You know you are really NOT being unreasonable to expect some kind of attention from your family. My bday is just before Christmas and DH's just after and our families make sure to make a fuss of us. Nothing fancy just a family dinner, cake with candles and pressies- we say it's for the children, excuse to get all the little cousins together but really it's lovely to be treated esp as a mum when every other day is about your DC's. So you have my sympathies even as a parent you are still your parents child. Hope you have a lovely day

RemusLupinsBiggestGroupie · 27/11/2011 21:30

But the fact is that you are an adult and you ARE allowed to say 'no' should you choose too. You don't have to live your entire life on the one hand being scared to upset your parents if you don't do what they want and on the other hand getting upset when they don't do what you want. It isn't healthy. You need to start with yourself and your dp and your child as your 'happiness group' because that is the one you have moved on to, as an adult. Tiptoeing around your parents on the one hand, yet being sort of needy of them on the other is never going to breed happiness - but as an adult you can reshape your rleationship with them in a way that you were unable to do as a child.
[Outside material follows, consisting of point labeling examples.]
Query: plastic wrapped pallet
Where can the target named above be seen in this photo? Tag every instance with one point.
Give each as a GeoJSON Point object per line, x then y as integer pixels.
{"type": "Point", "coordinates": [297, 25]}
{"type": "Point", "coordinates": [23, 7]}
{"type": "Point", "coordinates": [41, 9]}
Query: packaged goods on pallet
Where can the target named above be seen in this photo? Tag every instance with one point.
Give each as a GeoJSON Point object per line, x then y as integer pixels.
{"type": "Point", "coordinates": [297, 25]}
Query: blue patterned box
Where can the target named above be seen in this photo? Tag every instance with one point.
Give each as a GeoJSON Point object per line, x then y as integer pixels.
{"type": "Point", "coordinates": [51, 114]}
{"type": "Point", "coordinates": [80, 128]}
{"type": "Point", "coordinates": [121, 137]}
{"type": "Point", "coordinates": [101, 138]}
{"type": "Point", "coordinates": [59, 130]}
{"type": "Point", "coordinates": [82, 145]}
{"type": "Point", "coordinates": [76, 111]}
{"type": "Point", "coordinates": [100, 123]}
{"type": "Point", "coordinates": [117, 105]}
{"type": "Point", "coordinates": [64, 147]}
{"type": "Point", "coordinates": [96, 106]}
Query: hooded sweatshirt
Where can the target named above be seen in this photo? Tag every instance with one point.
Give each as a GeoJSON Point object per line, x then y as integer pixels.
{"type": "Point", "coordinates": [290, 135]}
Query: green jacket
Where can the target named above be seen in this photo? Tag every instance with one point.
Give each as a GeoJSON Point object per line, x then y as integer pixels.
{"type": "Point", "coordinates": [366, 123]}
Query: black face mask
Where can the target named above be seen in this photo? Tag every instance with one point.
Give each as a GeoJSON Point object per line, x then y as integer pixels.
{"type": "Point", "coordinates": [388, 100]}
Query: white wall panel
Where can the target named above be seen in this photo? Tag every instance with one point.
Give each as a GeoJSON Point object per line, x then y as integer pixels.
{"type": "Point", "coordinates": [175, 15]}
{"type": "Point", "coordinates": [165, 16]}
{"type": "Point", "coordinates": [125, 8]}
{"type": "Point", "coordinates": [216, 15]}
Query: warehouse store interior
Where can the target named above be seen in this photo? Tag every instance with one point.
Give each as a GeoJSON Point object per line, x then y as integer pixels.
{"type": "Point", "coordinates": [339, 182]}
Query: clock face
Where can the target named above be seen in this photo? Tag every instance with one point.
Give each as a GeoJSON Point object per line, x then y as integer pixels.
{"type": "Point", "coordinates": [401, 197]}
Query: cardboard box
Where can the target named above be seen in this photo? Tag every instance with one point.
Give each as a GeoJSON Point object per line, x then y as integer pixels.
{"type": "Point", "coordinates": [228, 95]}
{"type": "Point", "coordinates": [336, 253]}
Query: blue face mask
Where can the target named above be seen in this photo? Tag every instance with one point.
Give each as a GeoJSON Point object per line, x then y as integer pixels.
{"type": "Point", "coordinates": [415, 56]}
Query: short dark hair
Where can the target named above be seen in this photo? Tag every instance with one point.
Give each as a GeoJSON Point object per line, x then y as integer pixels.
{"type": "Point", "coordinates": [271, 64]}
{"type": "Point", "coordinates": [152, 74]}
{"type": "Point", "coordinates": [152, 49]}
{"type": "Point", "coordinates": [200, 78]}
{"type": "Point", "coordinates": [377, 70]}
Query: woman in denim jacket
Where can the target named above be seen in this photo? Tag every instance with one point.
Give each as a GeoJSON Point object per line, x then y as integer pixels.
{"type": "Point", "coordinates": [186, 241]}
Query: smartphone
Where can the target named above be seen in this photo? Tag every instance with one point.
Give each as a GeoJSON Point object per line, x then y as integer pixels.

Sorry - I don't want to sound harsh and I really apologise if that comes across that way - but you are in control of the way you react here, not them.

RemusLupinsBiggestGroupie · 27/11/2011 21:32

Scuse typos.

wideawakenurse · 27/11/2011 21:39

No Remus not harsh, totally get where you are coming from.

Flogging - just re-read my original post, that was a typo! I meant to say I "I can't not ever imagine putting in the same effort for him", as in I would want him to have a fab birthday regardless of the date.

However, I do concede that naturally there is less emphasis on this as you become older.

As I have already said I think my feelings go a bit deeper than the birthday at face value.

OP posts:
A1980 · 27/11/2011 21:51

Please don't take this unkindly as it's not intended that way but tbh my birthday is in the middle of May and my relatives honestly don't care all that muhc about my birthday. I'm single and childless so there is no one to care about my birthday other than mum, etc. But she says words to the effect of "what does anyone really do on their birthday at your age." She's right.

We're grown adults, it is not a landmark birthday. You say the last time you went out for your birthday it was your 30th, well join the club!!! I went out for my 30th but didn't do anything much even for 18 and 21...

We're grown adults, it's nice to get a card and maybe a gift but other than that so what.... I'm getting to the age where I'd rather forget birthdays.

idlingabout · 27/11/2011 22:15

cat64 - I take your point but the point I was trying to make ( and badly) was that people had already been sent a date and said they could make it; it has been later that they have decided to let Christmas linked events take priority. It is only if you have the Dec or Jan birthday that you have to put up with ''oh its too near to Christmas'' , like the OP has had to
I personally don't see the point of celebrating a birthday if it is not near the actual day eg one of the week-ends either side.

BerthaTheBogBurglar · 27/11/2011 22:37

idlingabout - there is no way I'd miss my child's carol concert so I could go to an adult friend's party, even one I'd already said I'd go to. I mean seriously? Would you do that to your child?

OP - write down exactly what your mum said about not coming to see you on your birthday. Next time she expects you to attend an event of hers, repeat the words back. Then tell her you are quoting her own words. Then put the phone down and open the wine.

I felt so much better about my parent's lack of interest in me, once I'd given myself permission to show an identical lack of interest in them.